Seiring berjalannya waktu, Anya dan Leo semakin dekat. Mereka mendaki gunung bersama, menonton bintang dari atap rumah Leo, dan bahkan mencoba mendekompilasi program lama yang misterius. Anya menemukan bahwa Leo bukan hanya pasangan yang sempurna secara intelektual, tapi juga secara emosional. Ia membuatnya merasa aman, dihargai, dan dicintai.

Namun, di balik kebahagiaan itu, Anya tidak bisa mengabaikan pertanyaan yang terus menghantuinya: apakah cinta mereka benar-benar nyata, atau hanya hasil dari algoritma yang canggih? Apakah mereka benar-benar saling mencintai, atau hanya memenuhi kriteria yang telah ditetapkan oleh program komputer?

Ia mencoba membicarakan kekhawatiran ini dengan Leo, tapi Leo hanya tersenyum dan berkata, "Anya, algoritma hanyalah alat. Ia bisa membantu kita menemukan orang yang tepat, tapi ia tidak bisa menciptakan cinta. Cinta itu adalah sesuatu yang kita bangun bersama, hari demi hari."

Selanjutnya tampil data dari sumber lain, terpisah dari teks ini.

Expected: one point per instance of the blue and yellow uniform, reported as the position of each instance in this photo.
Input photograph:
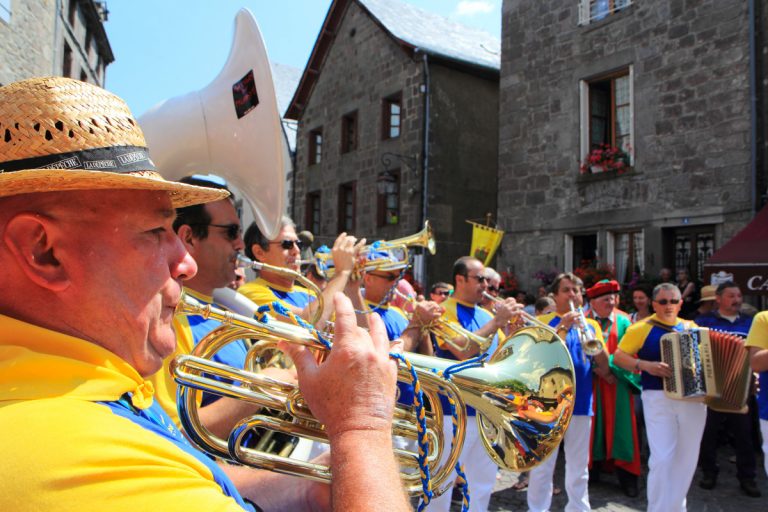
(263, 292)
(190, 329)
(643, 338)
(395, 322)
(81, 430)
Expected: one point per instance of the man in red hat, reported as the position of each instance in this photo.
(614, 430)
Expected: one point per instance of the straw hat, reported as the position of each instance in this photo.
(60, 134)
(708, 292)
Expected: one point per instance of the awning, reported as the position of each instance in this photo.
(744, 259)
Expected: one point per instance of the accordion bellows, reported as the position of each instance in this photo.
(709, 366)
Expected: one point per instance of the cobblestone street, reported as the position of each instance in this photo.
(606, 495)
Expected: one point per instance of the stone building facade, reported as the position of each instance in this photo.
(665, 81)
(392, 133)
(53, 37)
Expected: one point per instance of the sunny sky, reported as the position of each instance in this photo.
(170, 47)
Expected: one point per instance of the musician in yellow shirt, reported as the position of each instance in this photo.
(674, 427)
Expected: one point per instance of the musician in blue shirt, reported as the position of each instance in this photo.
(727, 317)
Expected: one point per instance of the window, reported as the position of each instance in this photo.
(580, 251)
(388, 198)
(5, 10)
(607, 113)
(688, 248)
(595, 10)
(627, 251)
(72, 12)
(312, 220)
(392, 116)
(66, 69)
(315, 146)
(349, 132)
(347, 207)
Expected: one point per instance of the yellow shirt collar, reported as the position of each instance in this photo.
(37, 363)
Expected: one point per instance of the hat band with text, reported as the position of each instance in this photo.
(117, 159)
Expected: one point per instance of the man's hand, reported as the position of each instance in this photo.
(345, 251)
(354, 388)
(506, 311)
(656, 368)
(426, 312)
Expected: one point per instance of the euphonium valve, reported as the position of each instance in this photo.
(589, 343)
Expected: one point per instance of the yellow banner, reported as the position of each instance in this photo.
(485, 242)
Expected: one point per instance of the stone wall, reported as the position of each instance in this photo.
(363, 66)
(27, 40)
(689, 62)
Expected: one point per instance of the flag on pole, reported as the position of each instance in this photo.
(485, 242)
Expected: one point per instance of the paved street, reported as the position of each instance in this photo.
(606, 496)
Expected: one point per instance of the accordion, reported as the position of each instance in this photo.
(707, 366)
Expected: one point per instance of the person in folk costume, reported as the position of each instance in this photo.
(614, 431)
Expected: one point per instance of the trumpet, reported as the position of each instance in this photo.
(323, 261)
(589, 344)
(451, 331)
(527, 317)
(520, 415)
(246, 262)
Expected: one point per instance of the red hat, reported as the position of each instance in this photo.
(603, 287)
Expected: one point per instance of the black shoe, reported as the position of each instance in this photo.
(708, 481)
(628, 483)
(749, 487)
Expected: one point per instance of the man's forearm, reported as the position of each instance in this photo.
(758, 358)
(358, 484)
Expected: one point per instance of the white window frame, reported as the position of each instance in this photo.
(584, 116)
(584, 11)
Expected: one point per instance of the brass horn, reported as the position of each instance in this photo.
(522, 396)
(323, 261)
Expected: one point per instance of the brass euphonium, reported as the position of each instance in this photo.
(398, 248)
(522, 396)
(245, 262)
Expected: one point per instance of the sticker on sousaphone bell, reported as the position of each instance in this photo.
(244, 94)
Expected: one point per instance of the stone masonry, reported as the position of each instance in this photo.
(691, 124)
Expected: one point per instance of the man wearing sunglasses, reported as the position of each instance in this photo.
(674, 427)
(285, 252)
(463, 308)
(727, 317)
(211, 234)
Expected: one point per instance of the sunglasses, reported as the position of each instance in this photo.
(480, 279)
(388, 277)
(288, 244)
(233, 230)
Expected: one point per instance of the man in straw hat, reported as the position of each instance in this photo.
(92, 272)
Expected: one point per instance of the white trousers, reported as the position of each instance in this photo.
(540, 485)
(478, 467)
(674, 429)
(764, 431)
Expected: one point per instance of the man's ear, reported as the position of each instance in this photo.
(187, 238)
(32, 240)
(258, 251)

Anya masih ragu. Ia memutuskan untuk melakukan eksperimen. Ia mengunduh data profilnya dan Leo dari aplikasi kencan. Ia menganalisis algoritma yang digunakan untuk mencocokkan mereka. Ia ingin melihat apakah ada pola tersembunyi, apakah ada kode yang memprediksi kebahagiaan mereka.

Hasilnya mengejutkan Anya. Algoritma itu memang menemukan kesamaan di antara mereka, tapi ia juga mengidentifikasi perbedaan yang signifikan. Perbedaan yang seharusnya membuat mereka tidak cocok.

Menurut algoritma, Anya terlalu analitis dan Leo terlalu emosional. Anya terlalu fokus pada logika dan Leo terlalu fokus pada intuisi. Mereka seharusnya saling menjauh, bukan saling mencintai.

Anya menyadari sesuatu yang penting. Algoritma itu hanya melihat permukaan. Ia hanya melihat data dan angka. Ia tidak bisa melihat apa yang ada di dalam hati mereka. Ia tidak bisa melihat koneksi yang dalam yang mereka bagikan. Ia tidak bisa melihat cinta yang mereka bangun bersama.

Cinta, pikir Anya, bukanlah sesuatu yang bisa diprediksi atau diprogram. Ia adalah sesuatu yang misterius dan tidak terduga. Ia adalah kombinasi unik dari kimia, kepercayaan, dan keberanian. Ia adalah keajaiban yang tidak bisa dijelaskan oleh algoritma manapun.

Ia mendatangi Leo di rumah pohon yang sedang ia bangun. Ia memanjat tangga kayu itu dan duduk di sampingnya. Ia memeluknya erat dan berkata, "Aku mencintaimu, Leo. Bukan karena algoritma, tapi karena kamu adalah kamu."

Leo membalas pelukannya dan berkata, "Aku juga mencintaimu, Anya. Bukan karena kita cocok di atas kertas, tapi karena kita membuat satu sama lain menjadi lebih baik."

Anya tersenyum. Ia akhirnya mengerti. Algoritma itu hanyalah awal dari cerita mereka. Sisanya adalah tentang pilihan yang mereka buat, komitmen yang mereka berikan, dan cinta yang mereka bangun bersama. Cinta mereka bukanlah kode hati yang terprogram, tapi melodi indah yang diciptakan oleh dua jiwa yang saling menemukan.